In der kulturgeschichtlichen Auseinandersetzung mit dem sozialen und kulturellen Phänomen „Rache“ wird die koloniale und archaische Deutung dieser Praxis deutlich: „Rache“ wurde vor allem in frühen ethnologischen Studien in der ersten Hälfte des 20. Jahrhunderts als ganze Gesellschaftsdiagnose („Rachegesellschaften“) und Interpretationsfolie für die soziale Organisationsweisen von als „primitiv“, „barbarisch“ und „rückständig“ abgewerteter Gruppen genutzt. Diese würden, so die damalige Argumentationslogik, Rachepraktiken wie „Mord“ oder „Kannibalismus“ als ein kollektives Ordnungs- und Machtinstrument nutzen.

Ethnologen argumentierten hier vor allem mit ethnopsychologischen Ansätzen, um die Lebensweisen und Alltage „barbarischer Naturvölker“ und „indigener Stämme“ und ihr Verhalten zu erklären. Diese würden, so der rassistische Fortschritts- und Modernisierungsgedanke der Zeit, bald jene archaische Praxis verwerfen und sie durch Rechtsformen und –institutionen der westlichen Welt wie beispielsweise Gesetze, Rechtsprechungen oder Gerichte ersetzen.

Noch heute kommt „Rache“ in Diskussionen über „Ehrenmord“, „Selbstjustiz“ oder „Blutrache“ vor. Diese Begriffe werden in medialen Berichterstattungen meist ethnisch und religiös kodiert. Die Veranstaltung möchte diese tradierten kolonialen Narrative aufbrechen und neu diskutieren. Denn auch in „postmodernen“ Gesellschaften ist „Rache“ nicht spurlos verschwunden, sondern entfaltet auch noch gegenwärtig spezifische Möglichkeits- und Handlungsräume für Individuen und Gruppen.

Gäst:innen

PD Dr. Christine Künzel

Literatur- und Kulturwissenschaftlerin an der Uni Hamburg; beschäftigt sich vor allem mit dem Topos „Rape und Revenge“ (= sexualisierte Gewalt und Rache) in Literatur und Kultur.

Dr. Fabian Bernhardt

Philosoph am Sonderforschungsbereich „Affective Societies“ an der FU Berlin; hat sich in seiner Dissertation (2018) mit dem Stellenwert der Rache in der modernen Gegenwartskultur auseinandergesetzt.

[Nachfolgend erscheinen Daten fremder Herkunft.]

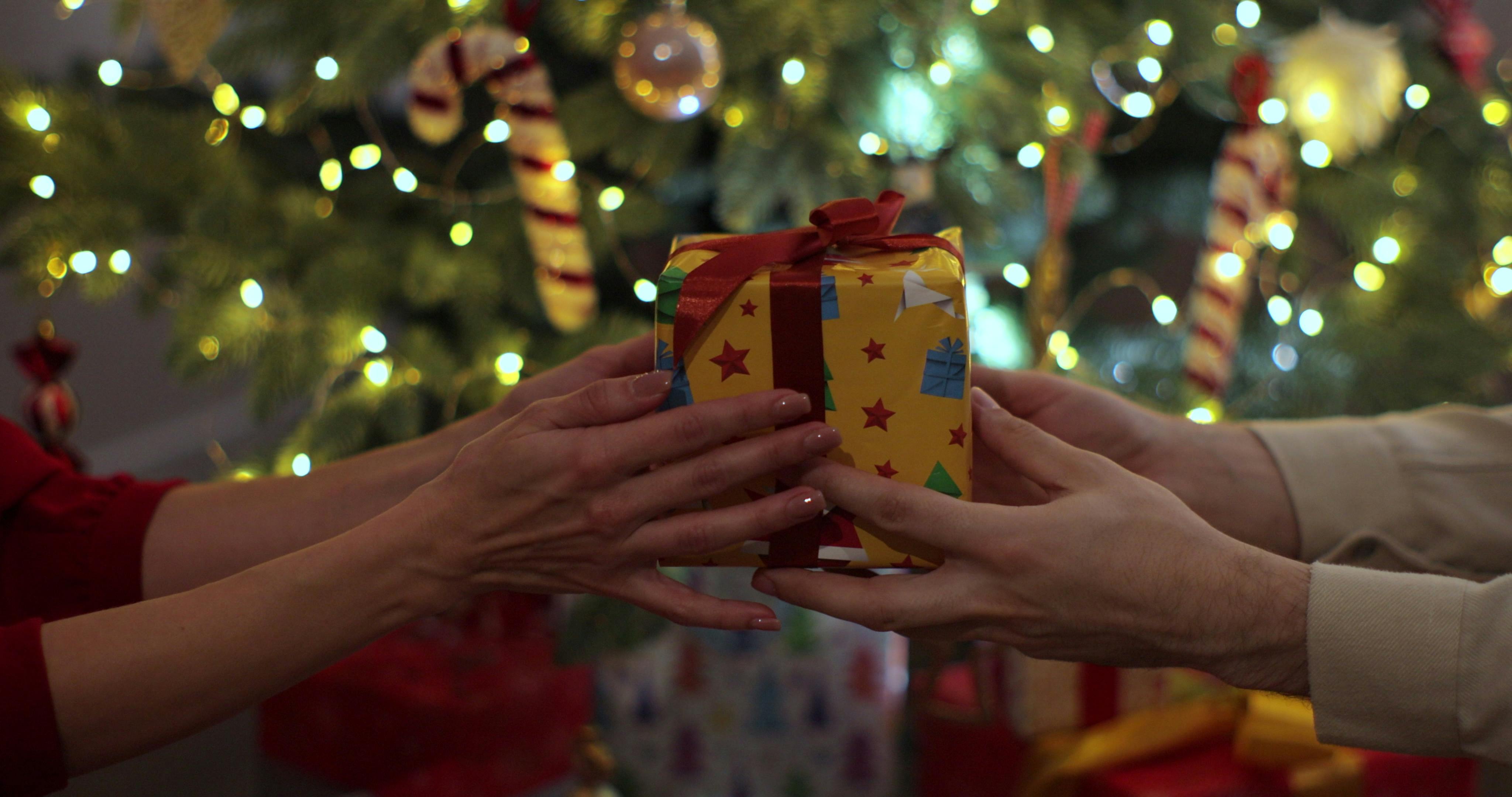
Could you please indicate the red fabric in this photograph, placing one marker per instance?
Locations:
(69, 545)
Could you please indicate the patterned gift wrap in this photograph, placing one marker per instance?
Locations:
(893, 347)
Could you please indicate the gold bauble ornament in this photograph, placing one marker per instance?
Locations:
(1343, 82)
(669, 64)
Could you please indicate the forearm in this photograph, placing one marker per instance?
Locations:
(211, 531)
(138, 677)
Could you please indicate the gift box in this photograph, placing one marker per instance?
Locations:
(872, 326)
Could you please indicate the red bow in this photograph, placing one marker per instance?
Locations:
(856, 221)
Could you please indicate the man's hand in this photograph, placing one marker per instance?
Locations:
(1222, 471)
(1110, 568)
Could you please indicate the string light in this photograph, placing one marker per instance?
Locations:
(1165, 309)
(332, 175)
(372, 339)
(611, 199)
(462, 234)
(1017, 276)
(1280, 311)
(251, 294)
(496, 132)
(111, 72)
(404, 180)
(327, 69)
(43, 187)
(84, 262)
(253, 117)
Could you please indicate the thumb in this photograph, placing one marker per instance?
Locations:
(605, 401)
(1040, 456)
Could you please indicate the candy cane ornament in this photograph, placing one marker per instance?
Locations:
(539, 155)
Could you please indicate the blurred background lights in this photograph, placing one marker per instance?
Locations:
(251, 294)
(365, 156)
(43, 187)
(1310, 323)
(372, 339)
(1159, 32)
(496, 132)
(793, 72)
(1369, 276)
(120, 261)
(111, 72)
(1280, 309)
(1017, 274)
(1041, 38)
(462, 234)
(327, 69)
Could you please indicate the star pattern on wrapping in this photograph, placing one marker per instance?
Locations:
(877, 417)
(731, 362)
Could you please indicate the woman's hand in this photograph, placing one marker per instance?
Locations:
(1110, 568)
(563, 497)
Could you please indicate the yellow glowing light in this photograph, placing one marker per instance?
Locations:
(1369, 276)
(611, 199)
(1416, 96)
(330, 175)
(365, 156)
(1272, 111)
(224, 99)
(404, 180)
(793, 72)
(111, 72)
(462, 234)
(1310, 323)
(372, 339)
(84, 262)
(43, 187)
(1159, 32)
(1247, 13)
(1030, 155)
(1041, 38)
(253, 117)
(1280, 311)
(377, 373)
(1017, 274)
(496, 132)
(1317, 155)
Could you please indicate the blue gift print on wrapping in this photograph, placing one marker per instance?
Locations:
(681, 394)
(829, 301)
(946, 370)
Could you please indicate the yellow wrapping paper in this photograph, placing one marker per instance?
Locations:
(897, 383)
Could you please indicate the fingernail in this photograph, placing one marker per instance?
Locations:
(822, 441)
(652, 385)
(791, 406)
(805, 506)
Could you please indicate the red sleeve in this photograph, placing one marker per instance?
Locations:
(69, 545)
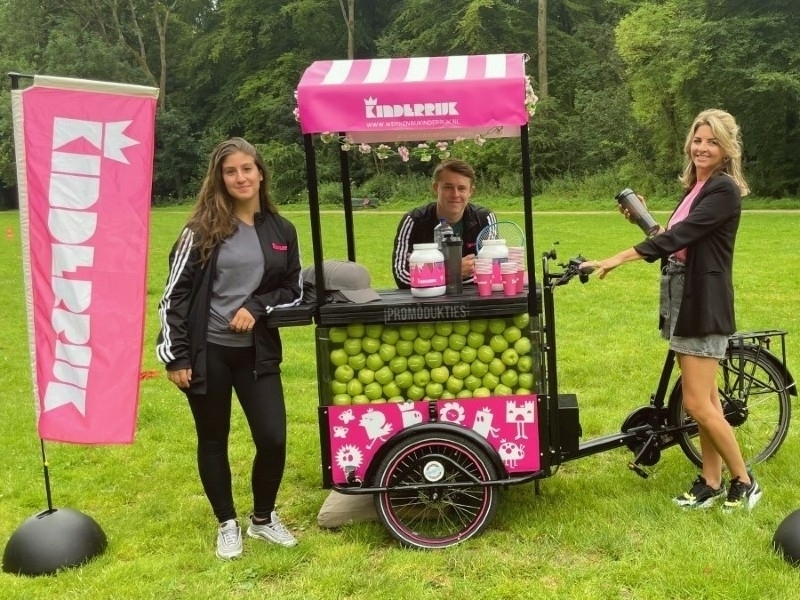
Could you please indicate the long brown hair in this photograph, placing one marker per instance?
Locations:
(212, 219)
(727, 133)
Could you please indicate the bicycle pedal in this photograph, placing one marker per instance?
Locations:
(638, 470)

Dr. Sebastian Schirrmeister

Literaturwissenschaftler; war zuletzt Moritz Stern Postdoctoral Research Fellow für Modern Jewish Studies am Lichtenberg-Kolleg Göttingen und forscht zu Rache(fantasien) in jüdischen Literaturen nach der Shoah.

Susanna Jorek, M.A.

Kultur- und Afrikawissenschaftlerin, Universität Leipzig, Forschungs- und Arbeitsschwerpunkte in der Museumsarbeit, Postkolonialen Theorie und Cultural Studies.

Moderation: Manuel Bolz, B.A. (Empirische Kulturwissenschaft)

Die Gesprächsrunde möchte folgenden Fragen in den Blick nehmen:

Wo und wie werden koloniale, zivilisatorische und archaische Kodierungen von Rachevorstellungen und -praktiken noch heute sichtbar und spürbar z.B. in Medien, in der Kunst, in Literatur usw.?
Welche produktiven, ordnenden und destruktiven Funktionen könnten Rache zugeschrieben werden?
Welche Gegennarrative können Ausstellungen, Museen und wissenschaftliche Abhandlungen entwickeln?

Ein Projekt von MARKK in Motion im Zwischenraum des MARKK und mit Unterstützung der „Initiative für Ethnologische Sammlungen“ der Kulturstiftung des Bundes.

Die Veranstaltung fand am 30.09.2021 statt.